Here, the Court finds that Plaintiffs have failed to establish that their claims will likely succeed on the merits. Plaintiffs seek to obtain a reversal of a state court foreclosure decision by a federal court, which is a practice barred by the Rooker-Feldman doctrine. See Exxon Mobil Corp. v. Saudi Basic Indus. Corp., 544 U.S. 280, 284-85 (2005). Federal district courts have no authority to hear appeals of the decisions of state courts; only the Supreme Court possesses such authority. See Rooker v. Fidelity Trust Co., 263 U.S. 413 (1923). Additionally, federal district courts have no jurisdiction to hear "challenges to state court decisions in particular cases arising out of judicial proceedings." D.C. Ct. of Appeals v. Feldman, 460 U.S. 462, 483 n.16, 486 (1983). These rulings form the basis of the Rooker-Feldman doctrine. Where it applies, it bars federal district courts from hearing cases. Here, the state court fully and finally ordered that the foreclosure could proceed; therefore, Plaintiffs' action is barred by the Rooker-Feldman doctrine and is unlikely to succeed on the merits.2

Plaintiffs also appear to assert claims for monetary damages and/or rescission under the Real Estate Settlement Procedures Act ("RESPA"), 12 U.S.C. § 2601, and the Truth in Lending Act ("TILA") and the Home Ownership and Equity Protection Act ("HOEPA"), 15 U.S.C. § 1601. To the extent, if any, that these claims are independent from and not inextricably intertwined with the state court's judgment in the foreclosure proceedings, the Court further finds that Plaintiffs have failed to establish a likelihood of success on the merits as to these claims. A claim for civil damages under TILA/HOEPA must be brought within one year of the date the loan closed. 15 U.S.C. § 1640(e). Similarly, violations of RESPA are also subject to a one-year statute of limitations. 12 U.S.C. § 2614. Furthermore, a borrower's right to rescind under TILA/HOEPA expires "three years after the date of consummation of the transaction or upon the sale of the property, whichever occurs first." 15 U.S.C. § 1635(f). This three-year limit is an absolute time limit that is not tolled for any reason. Jones v. Saxon Mortgage, Inc., 537 F.3d 320, 327 (4th Cir. 1998). Plaintiffs executed their Note and Deed of Trust in 2005. Plaintiffs' Complaint for damages and/or rescission based upon alleged violations of TILA/HOEPA or RESPA was filed in 2015. Accordingly, it appears those claims are time-barred, and Plaintiffs have failed to demonstrate a likelihood of success on the merits.

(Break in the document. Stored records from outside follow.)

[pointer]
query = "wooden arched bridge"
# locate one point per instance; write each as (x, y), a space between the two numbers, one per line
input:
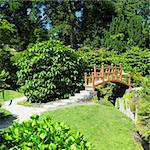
(105, 75)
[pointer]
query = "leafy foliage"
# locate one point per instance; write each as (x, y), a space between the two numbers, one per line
(124, 34)
(107, 102)
(144, 111)
(50, 70)
(42, 134)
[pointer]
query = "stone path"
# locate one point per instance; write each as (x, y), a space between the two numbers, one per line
(23, 113)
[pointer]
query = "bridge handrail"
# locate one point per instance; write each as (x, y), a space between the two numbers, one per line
(113, 73)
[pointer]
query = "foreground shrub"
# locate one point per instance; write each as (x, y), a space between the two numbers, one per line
(50, 70)
(42, 134)
(144, 111)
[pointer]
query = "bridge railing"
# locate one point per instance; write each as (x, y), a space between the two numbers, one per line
(110, 73)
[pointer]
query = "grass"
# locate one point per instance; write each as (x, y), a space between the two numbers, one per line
(105, 127)
(4, 113)
(28, 104)
(10, 94)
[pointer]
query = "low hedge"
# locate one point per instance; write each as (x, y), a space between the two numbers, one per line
(41, 134)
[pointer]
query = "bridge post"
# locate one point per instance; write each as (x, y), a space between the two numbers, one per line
(102, 71)
(85, 79)
(120, 71)
(93, 80)
(95, 70)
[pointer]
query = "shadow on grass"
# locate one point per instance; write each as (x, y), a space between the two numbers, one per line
(7, 121)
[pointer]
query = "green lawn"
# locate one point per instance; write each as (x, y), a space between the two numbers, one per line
(4, 113)
(105, 127)
(10, 94)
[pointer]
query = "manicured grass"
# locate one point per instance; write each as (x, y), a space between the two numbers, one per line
(4, 113)
(10, 94)
(105, 127)
(28, 104)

Because Plaintiffs have failed to establish the requisite elements, their Motion for preliminary injunctive relief and declaratory judgment must be denied.

III. CONCLUSION

IT IS, THEREFORE, ORDERED that Plaintiff's "Application for Temporary Restraining Order, Preliminary Injunction, and Declaratory Relief," (Doc. No. 3), is DENIED.

FootNotes


1. The Court takes judicial notice of pertinent public records in the form of state court documents. See Witthohn v. Fed. Ins. Co., 164 F. App'x 395, 397 (4th Cir. 2006).
2. Furthermore, the Court notes that the portion of Plaintiffs' Motion seeking to enjoin the sale of the Property is moot as the Property was sold at a foreclosure sale and a trustee's deed was recorded in December 2015.